Wednesday 21 October 2009

Re-presenting – Measuring: Function

My fascination over ‘What is Art’

 

One of the key reasons Hotham Court is not art is because of its purely practical purpose – to house students. It does not want to be art, and so it is not.  Its function is not to be on display. Let me exemplify with Michelangelo’s sculpture David, which had an underlying aim - to represent Florence’s republic as heroic and their defeat of Milan’s tyrant, as worthy; yet, it always had an aesthetic aim - to be on show. This was originally going to be on the top of the Florentine cathedral but so it could be more overt it has stayed in front of the entrance to the Palazzo Vecchio.

 

I find it very hard to define art beyond the confines of the environments we see it in usually. Traditionally this would be a painting in an art gallery, and a sculpture on a plinth in a plaza. Now here is where architecture poses a problem for me in my theorem. Architecture always has a practical purpose as well as the visual one that makes it art. If it lacks this practical purpose it is instead an installation, or a monument. But when does a building become crucially ‘a piece’ of architecture? – which is that same language we use for fine art. I can only see this as an answerable question when in correlation with function.
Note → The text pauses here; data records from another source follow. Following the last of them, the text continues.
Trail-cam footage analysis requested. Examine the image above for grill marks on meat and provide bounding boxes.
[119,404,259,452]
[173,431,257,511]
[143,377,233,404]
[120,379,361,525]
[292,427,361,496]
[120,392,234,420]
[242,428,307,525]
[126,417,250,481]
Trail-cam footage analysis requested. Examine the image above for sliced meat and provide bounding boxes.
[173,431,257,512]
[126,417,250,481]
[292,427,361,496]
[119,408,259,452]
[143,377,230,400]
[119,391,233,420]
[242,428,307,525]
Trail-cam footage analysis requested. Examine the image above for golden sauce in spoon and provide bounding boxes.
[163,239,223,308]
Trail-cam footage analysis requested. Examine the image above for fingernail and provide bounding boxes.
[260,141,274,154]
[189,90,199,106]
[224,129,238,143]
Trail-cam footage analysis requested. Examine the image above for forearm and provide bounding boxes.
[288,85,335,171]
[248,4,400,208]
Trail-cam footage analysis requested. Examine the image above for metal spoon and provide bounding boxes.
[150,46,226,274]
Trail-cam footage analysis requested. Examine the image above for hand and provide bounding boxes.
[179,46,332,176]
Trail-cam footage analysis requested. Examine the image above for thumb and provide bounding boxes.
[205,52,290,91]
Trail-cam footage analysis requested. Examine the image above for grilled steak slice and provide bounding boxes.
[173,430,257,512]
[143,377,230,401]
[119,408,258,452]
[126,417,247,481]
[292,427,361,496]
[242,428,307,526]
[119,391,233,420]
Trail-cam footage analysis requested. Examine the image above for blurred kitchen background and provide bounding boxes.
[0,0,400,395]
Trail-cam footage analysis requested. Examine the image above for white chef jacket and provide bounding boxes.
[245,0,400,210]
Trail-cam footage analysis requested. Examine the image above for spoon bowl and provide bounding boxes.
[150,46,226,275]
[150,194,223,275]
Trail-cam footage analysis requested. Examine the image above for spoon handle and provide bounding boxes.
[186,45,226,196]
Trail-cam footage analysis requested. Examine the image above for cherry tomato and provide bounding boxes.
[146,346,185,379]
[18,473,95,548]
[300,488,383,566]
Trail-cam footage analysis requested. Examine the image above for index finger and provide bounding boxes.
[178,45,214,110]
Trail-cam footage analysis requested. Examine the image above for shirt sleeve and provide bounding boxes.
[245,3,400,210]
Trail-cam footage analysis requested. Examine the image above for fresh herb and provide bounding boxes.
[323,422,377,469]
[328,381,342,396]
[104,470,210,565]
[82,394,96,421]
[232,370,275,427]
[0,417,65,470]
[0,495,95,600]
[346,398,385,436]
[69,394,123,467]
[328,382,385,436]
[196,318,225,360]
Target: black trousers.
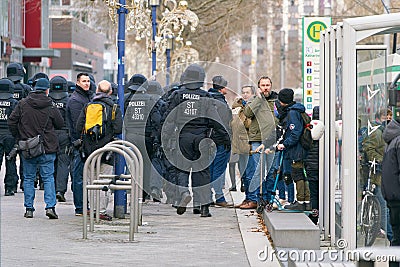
[176,133,212,205]
[0,134,18,191]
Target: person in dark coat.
[208,76,233,207]
[277,88,311,213]
[8,78,64,219]
[67,72,92,216]
[304,106,319,224]
[382,118,400,249]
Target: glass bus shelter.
[319,13,400,249]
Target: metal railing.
[83,140,143,241]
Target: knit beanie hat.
[278,88,294,104]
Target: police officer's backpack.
[83,102,117,141]
[300,112,313,150]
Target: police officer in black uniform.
[147,81,166,202]
[124,74,159,202]
[27,72,49,88]
[7,62,32,192]
[7,63,32,101]
[67,81,76,97]
[49,76,71,202]
[110,82,118,104]
[161,64,220,217]
[0,78,18,196]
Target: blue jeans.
[282,159,294,203]
[72,148,85,213]
[263,151,286,200]
[210,145,231,203]
[21,153,57,210]
[246,142,273,202]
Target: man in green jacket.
[240,76,277,209]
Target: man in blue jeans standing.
[208,76,233,207]
[8,78,64,219]
[66,73,93,216]
[240,76,277,209]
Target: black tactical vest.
[124,92,157,133]
[0,97,18,134]
[175,89,211,127]
[49,91,69,130]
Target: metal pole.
[281,29,286,89]
[165,48,171,86]
[114,0,128,219]
[151,4,157,76]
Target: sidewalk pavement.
[0,168,279,267]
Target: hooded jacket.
[8,91,64,154]
[244,94,275,142]
[282,102,307,161]
[66,85,93,142]
[382,120,400,202]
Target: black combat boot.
[176,192,192,215]
[200,204,211,217]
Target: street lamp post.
[114,0,128,219]
[165,38,173,86]
[149,0,160,76]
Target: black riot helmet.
[27,72,49,88]
[7,62,25,82]
[50,76,68,92]
[89,73,96,93]
[0,78,15,99]
[127,74,147,91]
[67,81,76,94]
[181,64,206,89]
[147,81,164,96]
[110,82,118,95]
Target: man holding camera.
[66,72,92,216]
[8,78,64,219]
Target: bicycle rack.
[108,140,143,230]
[83,140,143,241]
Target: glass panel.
[356,49,388,247]
[334,54,343,241]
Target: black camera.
[72,139,82,148]
[6,144,18,160]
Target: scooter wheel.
[265,204,273,212]
[257,205,264,214]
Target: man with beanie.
[66,72,92,216]
[208,76,233,207]
[277,88,311,210]
[239,76,276,209]
[8,78,64,219]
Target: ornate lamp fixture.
[155,0,199,57]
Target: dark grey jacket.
[8,91,64,153]
[382,120,400,201]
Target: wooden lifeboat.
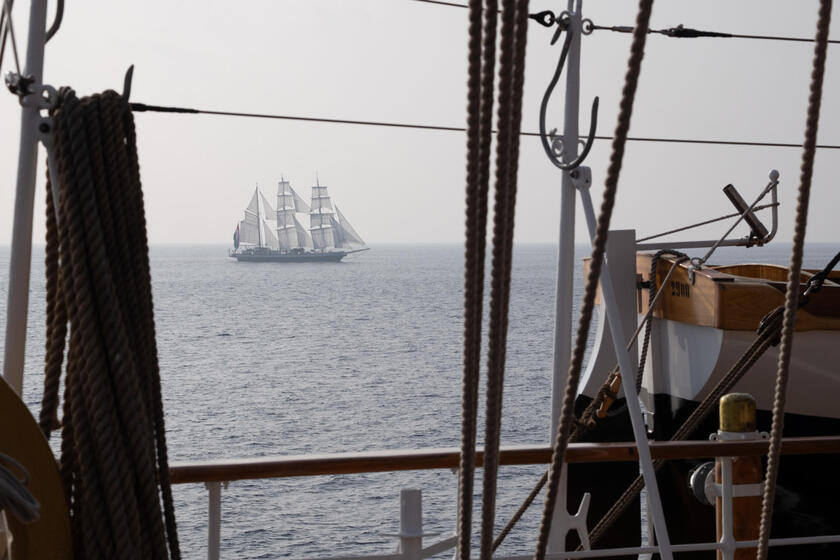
[636,253,840,418]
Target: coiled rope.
[480,0,528,560]
[40,89,180,559]
[756,0,832,560]
[534,0,653,560]
[457,0,498,560]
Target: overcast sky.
[0,0,840,244]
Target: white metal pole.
[580,188,673,560]
[400,489,423,560]
[3,0,47,394]
[548,0,583,554]
[204,482,222,560]
[549,0,582,443]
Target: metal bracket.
[569,165,592,191]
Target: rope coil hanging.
[40,89,180,559]
[480,0,528,560]
[457,0,498,559]
[756,0,832,560]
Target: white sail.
[245,189,260,220]
[289,185,310,213]
[335,206,365,248]
[295,218,315,249]
[330,215,350,249]
[309,184,336,250]
[262,219,280,249]
[260,192,275,221]
[312,185,332,212]
[239,213,260,245]
[277,181,309,212]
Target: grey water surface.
[0,244,838,559]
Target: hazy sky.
[0,0,840,244]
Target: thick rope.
[493,367,621,550]
[534,0,653,560]
[756,0,831,560]
[41,90,180,559]
[480,0,528,560]
[457,0,498,560]
[589,315,781,546]
[636,249,688,395]
[38,164,67,439]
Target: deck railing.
[170,436,840,560]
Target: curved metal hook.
[122,64,134,103]
[44,0,64,43]
[540,27,599,170]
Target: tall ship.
[230,178,369,262]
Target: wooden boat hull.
[231,251,347,263]
[569,254,840,558]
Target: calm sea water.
[0,244,838,558]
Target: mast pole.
[3,0,50,395]
[549,0,583,443]
[548,0,583,553]
[254,184,262,249]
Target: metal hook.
[44,0,64,43]
[540,27,599,170]
[123,64,134,103]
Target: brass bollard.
[715,393,763,560]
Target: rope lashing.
[534,0,653,560]
[756,0,832,560]
[457,0,498,560]
[0,453,41,523]
[589,306,781,546]
[493,254,684,550]
[480,0,528,560]
[589,244,840,546]
[41,89,180,559]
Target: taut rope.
[534,0,653,560]
[480,0,528,560]
[458,0,498,560]
[41,89,180,559]
[756,0,831,560]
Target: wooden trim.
[0,377,73,560]
[169,436,840,484]
[636,253,840,331]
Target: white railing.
[172,437,840,560]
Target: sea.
[0,243,840,559]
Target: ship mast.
[254,184,263,248]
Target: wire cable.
[584,20,840,44]
[0,0,20,75]
[131,103,840,150]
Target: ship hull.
[567,394,840,560]
[231,251,347,263]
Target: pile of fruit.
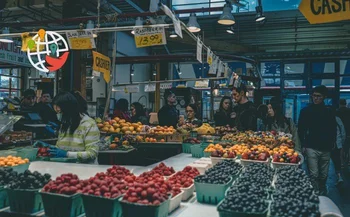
[194,123,215,135]
[272,145,301,164]
[270,166,320,217]
[8,170,51,189]
[147,126,176,135]
[96,118,144,134]
[195,160,242,184]
[0,155,29,167]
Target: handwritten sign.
[299,0,350,24]
[92,51,111,83]
[66,30,96,50]
[134,27,166,48]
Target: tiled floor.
[327,162,350,217]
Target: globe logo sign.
[27,29,69,73]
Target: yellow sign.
[69,38,92,50]
[134,27,166,48]
[92,51,111,83]
[299,0,350,24]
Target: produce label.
[299,0,350,24]
[134,26,166,48]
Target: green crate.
[194,177,233,204]
[182,143,194,154]
[0,187,9,209]
[191,145,205,158]
[119,198,170,217]
[6,188,44,214]
[40,192,84,217]
[217,200,268,217]
[81,194,122,217]
[10,163,30,173]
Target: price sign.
[134,27,166,48]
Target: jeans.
[306,148,331,192]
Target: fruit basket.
[194,177,233,204]
[120,198,170,217]
[81,194,122,217]
[169,190,184,213]
[15,147,39,161]
[240,158,270,167]
[191,145,205,158]
[181,184,195,201]
[40,192,84,217]
[0,186,9,209]
[6,188,44,214]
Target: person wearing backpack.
[261,97,301,152]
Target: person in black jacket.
[214,96,233,127]
[298,85,337,195]
[231,84,257,131]
[158,91,179,128]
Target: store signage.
[0,42,32,67]
[134,26,166,48]
[66,30,96,50]
[92,51,111,83]
[299,0,350,24]
[27,29,69,72]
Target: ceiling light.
[218,2,236,25]
[226,26,235,34]
[169,30,177,38]
[131,17,143,35]
[0,27,13,43]
[187,13,201,32]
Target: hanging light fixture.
[131,17,143,35]
[255,0,266,22]
[169,30,177,38]
[0,27,13,43]
[218,1,236,25]
[187,13,201,32]
[226,26,235,34]
[86,20,97,38]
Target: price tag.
[134,27,166,48]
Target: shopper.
[214,96,234,127]
[36,90,59,124]
[158,91,179,128]
[337,99,350,168]
[113,98,131,122]
[178,104,202,127]
[298,85,337,195]
[34,92,100,163]
[130,102,149,125]
[331,117,346,184]
[231,84,257,131]
[263,97,301,152]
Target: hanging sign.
[299,0,350,24]
[27,29,69,72]
[134,26,166,48]
[159,82,173,90]
[197,38,203,63]
[92,51,111,83]
[66,30,96,50]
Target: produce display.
[0,155,29,167]
[8,170,51,189]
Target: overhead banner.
[66,30,96,50]
[134,26,166,48]
[299,0,350,24]
[92,51,111,83]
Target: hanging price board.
[134,27,166,48]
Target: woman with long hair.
[130,102,149,125]
[263,97,301,151]
[34,92,100,163]
[214,96,234,127]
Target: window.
[0,69,21,99]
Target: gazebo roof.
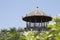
[26,8,48,16]
[23,8,52,22]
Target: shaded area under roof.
[23,8,52,22]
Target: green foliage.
[0,17,60,40]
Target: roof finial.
[37,6,39,8]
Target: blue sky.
[0,0,60,29]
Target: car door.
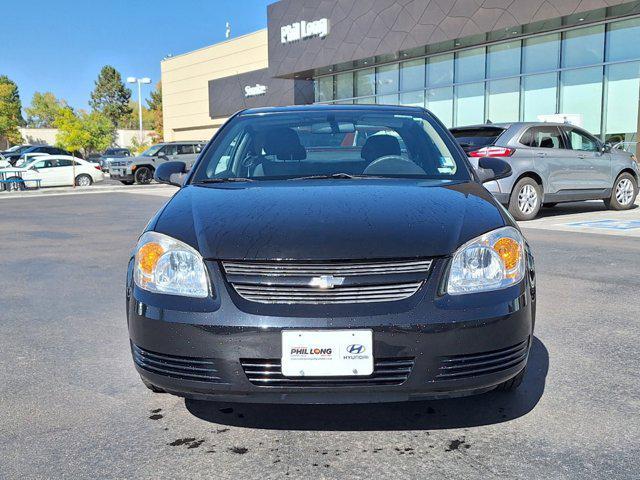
[563,127,613,190]
[520,125,571,193]
[28,158,58,187]
[55,158,79,186]
[177,143,196,170]
[159,144,178,163]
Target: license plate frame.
[281,329,374,377]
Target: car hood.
[148,180,510,260]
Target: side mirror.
[478,157,512,183]
[153,162,187,187]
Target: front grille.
[436,339,529,380]
[223,260,431,277]
[222,260,432,304]
[131,344,225,383]
[240,357,413,388]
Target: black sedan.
[126,105,535,403]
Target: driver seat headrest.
[264,127,307,160]
[360,135,401,163]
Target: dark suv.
[126,105,535,403]
[109,141,205,185]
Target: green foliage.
[147,82,164,143]
[0,75,24,144]
[129,137,151,155]
[118,100,153,130]
[24,92,67,128]
[54,107,115,155]
[89,65,131,127]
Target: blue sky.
[0,0,274,113]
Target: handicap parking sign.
[567,220,640,230]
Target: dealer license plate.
[282,330,373,377]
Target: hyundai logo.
[347,343,364,355]
[309,275,344,288]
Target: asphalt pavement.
[0,190,640,480]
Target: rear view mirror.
[153,162,187,187]
[478,157,512,183]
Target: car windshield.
[104,148,129,157]
[7,145,31,153]
[192,108,470,183]
[140,145,162,157]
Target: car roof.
[449,122,580,131]
[29,155,86,163]
[238,104,427,115]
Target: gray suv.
[109,141,206,185]
[451,122,640,220]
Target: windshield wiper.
[287,173,380,180]
[197,177,253,183]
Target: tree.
[24,92,67,128]
[0,75,24,144]
[147,82,164,142]
[89,65,131,127]
[118,100,153,130]
[54,107,115,155]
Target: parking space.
[0,186,640,479]
[521,199,640,237]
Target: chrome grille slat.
[222,259,432,304]
[223,260,431,276]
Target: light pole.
[127,77,151,145]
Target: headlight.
[134,232,209,298]
[446,227,525,295]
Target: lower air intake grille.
[436,339,529,380]
[240,357,413,388]
[131,344,225,383]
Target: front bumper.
[127,261,535,403]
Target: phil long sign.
[280,18,329,43]
[244,83,267,97]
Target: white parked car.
[0,155,104,187]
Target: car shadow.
[185,337,549,431]
[536,201,638,219]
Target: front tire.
[509,177,542,220]
[604,172,638,210]
[76,173,93,187]
[134,167,153,185]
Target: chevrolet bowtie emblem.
[309,275,344,288]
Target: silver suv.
[451,122,640,220]
[109,141,206,185]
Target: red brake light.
[469,147,515,157]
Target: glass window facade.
[316,18,640,141]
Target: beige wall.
[160,29,268,141]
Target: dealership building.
[161,0,640,148]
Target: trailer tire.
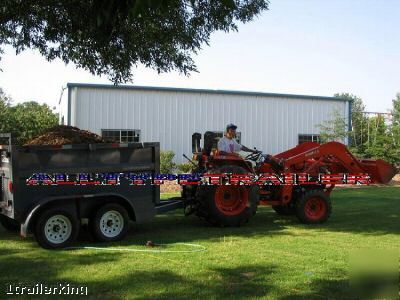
[272,205,296,216]
[35,207,79,249]
[0,215,21,232]
[197,166,259,227]
[296,190,332,224]
[90,203,129,242]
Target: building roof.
[67,83,349,101]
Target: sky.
[0,0,400,112]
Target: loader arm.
[275,142,396,183]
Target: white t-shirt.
[218,136,242,153]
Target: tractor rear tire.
[272,205,296,216]
[196,166,259,227]
[296,190,332,224]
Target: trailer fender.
[20,194,135,237]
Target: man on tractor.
[218,123,257,155]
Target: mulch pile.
[25,125,106,145]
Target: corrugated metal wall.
[70,87,348,162]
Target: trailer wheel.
[272,205,296,216]
[90,203,129,242]
[35,207,79,249]
[0,215,21,232]
[197,166,259,227]
[296,191,332,224]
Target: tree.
[391,93,400,148]
[0,0,269,83]
[390,93,400,165]
[334,93,368,149]
[0,88,12,133]
[317,110,347,143]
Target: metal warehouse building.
[60,83,351,163]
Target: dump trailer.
[0,134,160,248]
[182,131,397,226]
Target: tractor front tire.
[197,166,259,227]
[296,190,332,224]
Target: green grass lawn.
[0,187,400,299]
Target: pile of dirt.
[25,125,106,146]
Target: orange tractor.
[182,131,396,226]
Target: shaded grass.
[0,187,400,299]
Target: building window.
[101,129,140,143]
[299,134,320,145]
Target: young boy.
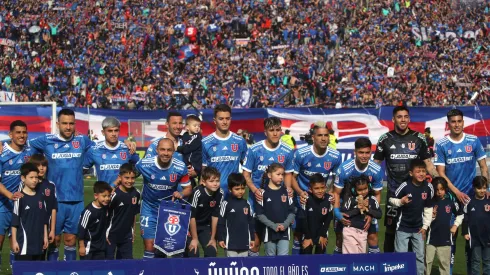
[186,167,223,258]
[11,163,48,261]
[341,174,382,254]
[106,163,141,260]
[29,154,59,261]
[296,173,332,254]
[177,115,202,182]
[425,177,463,275]
[78,181,112,260]
[218,173,255,257]
[389,159,434,275]
[463,176,490,275]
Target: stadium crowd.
[0,0,490,110]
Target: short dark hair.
[410,159,427,171]
[309,173,325,186]
[167,111,182,121]
[20,162,39,177]
[214,104,231,117]
[446,109,463,121]
[185,115,201,125]
[354,138,373,150]
[393,106,410,117]
[119,163,136,176]
[10,120,27,132]
[201,166,221,180]
[29,154,48,167]
[473,176,488,188]
[228,173,247,190]
[264,117,282,130]
[58,109,75,119]
[94,180,112,194]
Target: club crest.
[277,155,285,163]
[119,152,128,160]
[71,140,80,149]
[407,142,415,151]
[164,214,181,236]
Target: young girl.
[255,163,296,256]
[425,177,463,275]
[340,175,382,254]
[463,176,490,274]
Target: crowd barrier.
[13,253,416,275]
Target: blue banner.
[154,200,191,256]
[14,253,416,275]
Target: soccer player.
[333,138,383,254]
[292,125,342,255]
[374,106,438,252]
[243,117,294,256]
[83,117,139,187]
[136,138,192,259]
[434,109,488,273]
[0,120,36,264]
[202,104,247,197]
[106,163,141,260]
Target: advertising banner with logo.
[155,200,191,256]
[14,253,417,275]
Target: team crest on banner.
[154,200,191,256]
[277,155,285,163]
[408,142,415,151]
[71,140,80,149]
[119,152,128,160]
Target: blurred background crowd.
[0,0,490,110]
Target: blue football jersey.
[136,157,191,209]
[29,134,95,202]
[334,159,383,191]
[202,133,247,190]
[242,140,294,188]
[0,143,36,212]
[434,134,486,194]
[83,141,140,187]
[294,145,342,191]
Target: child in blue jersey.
[425,177,463,275]
[11,163,48,261]
[29,154,59,261]
[463,176,490,275]
[255,163,296,256]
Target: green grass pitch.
[0,179,466,275]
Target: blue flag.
[154,200,191,256]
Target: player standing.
[434,109,488,274]
[374,106,437,252]
[292,125,342,255]
[202,104,247,197]
[83,117,139,187]
[243,117,294,256]
[333,138,383,254]
[136,138,192,258]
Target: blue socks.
[368,245,380,254]
[143,250,155,259]
[48,247,60,262]
[64,245,77,261]
[291,240,301,255]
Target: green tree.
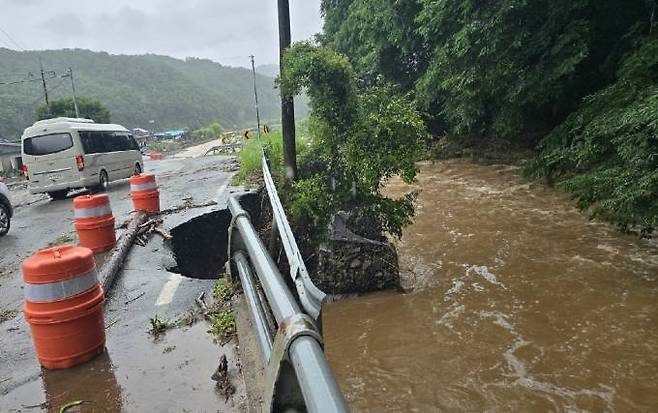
[527,33,658,234]
[34,96,110,123]
[280,43,425,235]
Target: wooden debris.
[98,212,149,295]
[158,198,217,215]
[211,354,235,401]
Architecture for example does not appear in one kind of setting, for example dock side like the Sydney Opera House. Also many architects work on the commercial – or practical side of design – design beyond aesthetics, for example Norman Foster’s firm designs a merry number of toilets.

 

In other words – art has to be art. It has to want to be art – to serve people as art. Whatever this service may be: entertainment, visual satisfaction, intellectual stimulation or soul searching – none of these are right, or wrong functions of art. Art must be consciously designed to be art. In this argument – the content and the journey to the final product may be spontaneous, even found in its finished form (ready-made), but the displaying of it, is what gives it its function. It does not need to be in an ornate frame because it may be on a much larger scale, or distributed over a much larger area – for example Jean Claude and Christo’s Wrapped Coast in Little Bay, Australia. Art is not a game of hide and seek. It is the monetary business of making, displaying, buying and selling.